Kürt kardeşlerimiz şunu bilmelidir: O dönemde Güneydoğu’da olan bitenlerden habersiz değiliz. Kürt kardeşlerimizin ciddi şekilde baskı altında tutulduklarını, olağanüstü haksızlıklara maruz kaldıklarını, kendi ailelerinden adaletsizce kayıplar verdiklerini, bir yandan sinsi PKK belasıyla boğuşurken bir yandan derin devletin tetikçileriyle mücadele etmek zorunda olduklarını çok iyi biliyoruz. Bununla birlikte maruz kaldıkları yoksullukların, aile ve aşiret içi baskıların, feodal sistemin getirdiği acıların da farkındayız. Kürtçenin yok edilmeye çalışıldığından, Kürt kültür ve ananelerine şiddetle savaş açıldığından da haberimiz var. Kürt kardeşlerimiz için çözüm önerileri sunarken, PKK’ya yönelik bir üslup geliştirirken bütün bu gerçekleri bilerek hareket ediyoruz.
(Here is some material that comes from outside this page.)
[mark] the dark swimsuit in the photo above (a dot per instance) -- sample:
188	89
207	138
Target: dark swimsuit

Yine PKK’ya katılımlarda pek çok, Kürt genci üzerinde komünist söylemlerden çok, maruz kaldıkları adaletsizliklerin etkili olduğunun, dağa çıktıktan bir süre sonra da bu gençlerin bir kısmının örgüt baskısından dolayı bir daha geri dönemediklerinin farkındayız. Pek çok genç, terör örgütünün Stalinist, komünist ve dinsiz bir teşkilat olduğunu sonradan fark ettiklerini açıkça söylemektedirler. Yine hali hazırda Güneydoğu’da ve yurdun çeşitli yerlerinde yaşayan Kürt gençleri içinde, derin devletin illegal yapılarının kendisine, ana-babasına yaptığı fena muameleler nedeniyle devlete ve Türk kimliğine öfke duyan ve küskün olan bir topluluğun olduğunun da farkındayız. Bir kısım kişilerin yaptıkları gibi bunlara gözlerimizi kapatmış veya bunları yok sayıyor değiliz. Kürt kardeşlerimiz şu önemli noktayı unutmamalıdırlar: Buradaki amaç, bütün bunlara çözüm bulmaktır.